If this listing only whets your appetite for information about making the switch, read Switching to the Mac: The Missing Manual, Snow Leopard Edition. In addition to an expanded version of this appendix, it also contains useful information on moving your files from the PC to the Mac, copying over your email, transferring your contacts to Address Book, and so on.

Here’s another one you just don’t need on the Macintosh. Installing a program onto the Mac is described on Installing Mac OS X Programs. Removing a program simply involves dragging its icon to the Trash. (For a clean sweep, inspect your Home→Library→Preferences and Library→Application Support folders to see if any preference files got left behind.)
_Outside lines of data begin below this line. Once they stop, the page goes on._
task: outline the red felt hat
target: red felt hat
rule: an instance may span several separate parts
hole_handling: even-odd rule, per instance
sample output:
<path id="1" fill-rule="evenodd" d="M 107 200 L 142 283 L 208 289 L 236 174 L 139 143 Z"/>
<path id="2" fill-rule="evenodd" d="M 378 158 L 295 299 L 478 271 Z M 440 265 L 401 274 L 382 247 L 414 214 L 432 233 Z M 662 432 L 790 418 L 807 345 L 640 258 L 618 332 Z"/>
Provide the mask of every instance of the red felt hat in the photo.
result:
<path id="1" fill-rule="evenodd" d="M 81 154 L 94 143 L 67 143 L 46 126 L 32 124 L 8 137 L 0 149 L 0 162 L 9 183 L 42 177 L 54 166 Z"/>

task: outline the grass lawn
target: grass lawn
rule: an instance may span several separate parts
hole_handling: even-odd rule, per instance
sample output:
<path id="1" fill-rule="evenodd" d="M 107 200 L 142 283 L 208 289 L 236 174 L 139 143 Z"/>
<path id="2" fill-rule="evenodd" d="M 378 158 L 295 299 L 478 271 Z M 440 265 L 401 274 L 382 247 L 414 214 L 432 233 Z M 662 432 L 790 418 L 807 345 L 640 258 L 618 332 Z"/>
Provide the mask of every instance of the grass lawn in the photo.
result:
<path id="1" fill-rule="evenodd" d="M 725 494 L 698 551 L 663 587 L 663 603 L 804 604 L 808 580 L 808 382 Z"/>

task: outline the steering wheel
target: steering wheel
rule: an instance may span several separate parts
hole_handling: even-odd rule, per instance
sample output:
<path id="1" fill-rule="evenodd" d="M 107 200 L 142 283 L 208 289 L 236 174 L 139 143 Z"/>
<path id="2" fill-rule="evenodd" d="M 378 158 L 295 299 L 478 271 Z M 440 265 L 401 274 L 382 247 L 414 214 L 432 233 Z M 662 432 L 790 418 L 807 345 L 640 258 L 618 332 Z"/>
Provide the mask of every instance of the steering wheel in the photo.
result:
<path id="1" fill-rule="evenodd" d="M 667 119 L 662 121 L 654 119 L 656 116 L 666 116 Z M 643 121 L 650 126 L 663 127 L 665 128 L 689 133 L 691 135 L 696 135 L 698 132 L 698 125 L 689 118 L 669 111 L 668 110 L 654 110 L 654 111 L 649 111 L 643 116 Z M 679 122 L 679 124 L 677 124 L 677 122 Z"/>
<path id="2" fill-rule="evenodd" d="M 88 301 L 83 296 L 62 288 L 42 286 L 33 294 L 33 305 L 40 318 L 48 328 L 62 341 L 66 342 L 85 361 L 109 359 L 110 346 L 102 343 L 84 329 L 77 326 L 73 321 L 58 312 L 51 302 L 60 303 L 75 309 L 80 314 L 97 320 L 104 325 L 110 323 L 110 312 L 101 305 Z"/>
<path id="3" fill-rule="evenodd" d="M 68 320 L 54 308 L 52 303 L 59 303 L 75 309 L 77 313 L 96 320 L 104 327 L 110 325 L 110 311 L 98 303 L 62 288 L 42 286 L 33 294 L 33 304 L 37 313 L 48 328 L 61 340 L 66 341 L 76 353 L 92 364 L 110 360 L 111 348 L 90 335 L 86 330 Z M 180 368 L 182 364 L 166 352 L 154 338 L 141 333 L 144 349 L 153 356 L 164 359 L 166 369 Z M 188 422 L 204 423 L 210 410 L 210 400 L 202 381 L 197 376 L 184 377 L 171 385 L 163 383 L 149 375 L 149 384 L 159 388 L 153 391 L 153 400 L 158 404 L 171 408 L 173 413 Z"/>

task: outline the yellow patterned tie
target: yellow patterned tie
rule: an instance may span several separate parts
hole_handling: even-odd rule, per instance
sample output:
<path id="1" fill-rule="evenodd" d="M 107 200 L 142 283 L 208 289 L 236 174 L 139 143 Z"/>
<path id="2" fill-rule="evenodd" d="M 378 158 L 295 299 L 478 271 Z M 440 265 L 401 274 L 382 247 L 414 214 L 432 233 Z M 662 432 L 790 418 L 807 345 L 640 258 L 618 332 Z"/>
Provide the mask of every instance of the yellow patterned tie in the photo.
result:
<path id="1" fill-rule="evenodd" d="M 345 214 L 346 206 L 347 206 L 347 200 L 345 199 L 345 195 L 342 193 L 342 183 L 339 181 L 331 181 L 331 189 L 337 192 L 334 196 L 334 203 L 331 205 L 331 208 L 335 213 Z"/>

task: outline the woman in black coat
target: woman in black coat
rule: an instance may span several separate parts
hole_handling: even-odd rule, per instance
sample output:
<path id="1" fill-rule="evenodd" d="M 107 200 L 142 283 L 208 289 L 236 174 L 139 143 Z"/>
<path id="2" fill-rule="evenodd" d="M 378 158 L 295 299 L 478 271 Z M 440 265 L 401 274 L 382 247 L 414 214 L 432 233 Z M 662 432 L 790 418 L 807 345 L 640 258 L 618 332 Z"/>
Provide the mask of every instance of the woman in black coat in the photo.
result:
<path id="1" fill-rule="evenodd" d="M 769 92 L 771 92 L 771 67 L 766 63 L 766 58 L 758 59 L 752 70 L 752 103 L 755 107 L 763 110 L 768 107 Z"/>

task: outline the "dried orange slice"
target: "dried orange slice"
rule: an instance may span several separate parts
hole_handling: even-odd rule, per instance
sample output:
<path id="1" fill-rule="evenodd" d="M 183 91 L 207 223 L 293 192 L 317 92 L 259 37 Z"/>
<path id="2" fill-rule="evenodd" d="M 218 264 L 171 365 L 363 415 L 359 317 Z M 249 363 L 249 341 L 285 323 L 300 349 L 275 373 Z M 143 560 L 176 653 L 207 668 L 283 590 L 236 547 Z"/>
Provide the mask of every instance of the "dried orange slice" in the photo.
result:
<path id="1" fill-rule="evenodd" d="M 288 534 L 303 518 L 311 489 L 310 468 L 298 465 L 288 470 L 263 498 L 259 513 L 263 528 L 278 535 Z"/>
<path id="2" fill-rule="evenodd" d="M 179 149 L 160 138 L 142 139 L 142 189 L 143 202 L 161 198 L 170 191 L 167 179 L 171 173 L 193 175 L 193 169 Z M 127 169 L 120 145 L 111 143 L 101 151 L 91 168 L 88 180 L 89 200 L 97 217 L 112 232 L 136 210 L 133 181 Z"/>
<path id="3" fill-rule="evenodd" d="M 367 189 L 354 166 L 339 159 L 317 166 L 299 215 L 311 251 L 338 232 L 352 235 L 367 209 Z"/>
Faxing is built into Snow Leopard; it’s described in Chapter 14. (Hint: Choose File→Print; from the PDF button at the bottom of the Print dialog box, choose Fax PDF.)

See Chapter 13 for an in-depth look at the Macintosh networking and file-sharing system.

In Mac OS X, you have the ultimate file-searching tool: Spotlight (Chapter 3). Get psyched!

To find Web sites, use the Google Search box at the top of the Safari browser.

The Mac’s center for speech recognition and text-to-speech is the Speech panel of System Preferences. As Chapter 15 makes clear, the Mac can read aloud any text in any program, and it lets you operate all menus, buttons, and dialog boxes by voice alone.

Mac OS X doesn’t have a taskbar, but it does have something very close: the Dock (Chapter 4). Open programs are indicated by a small, shiny dot beneath their icons in the Dock. If you hold down your cursor on one of these icons (or Control-click it, or right-click it), you get a pop-up list of the open windows in that program, exactly as in Windows XP, Vista, and 7.

On the other hand, some conventions never die. Much as in Windows, you cycle through the various open Mac programs by holding down the ⌘ key and pressing Tab repeatedly.

The Mac comes with individual programs for playing multimedia files:

  • QuickTime Player (Chapter 15) to play back movies and sounds.

  • iTunes (Chapter 11) to play CDs, Internet radio, MP3 files, and other audio files. (As a bonus, unlike Windows XP, iTunes can even create MP3 files.)

  • DVD Player (Chapter 11) for playing DVDs. This program is in the Applications folder.

Windows Media Player is, however, available in an aging Macintosh version, paradoxical though that may sound. You can download it from www.microsoft.com/mac.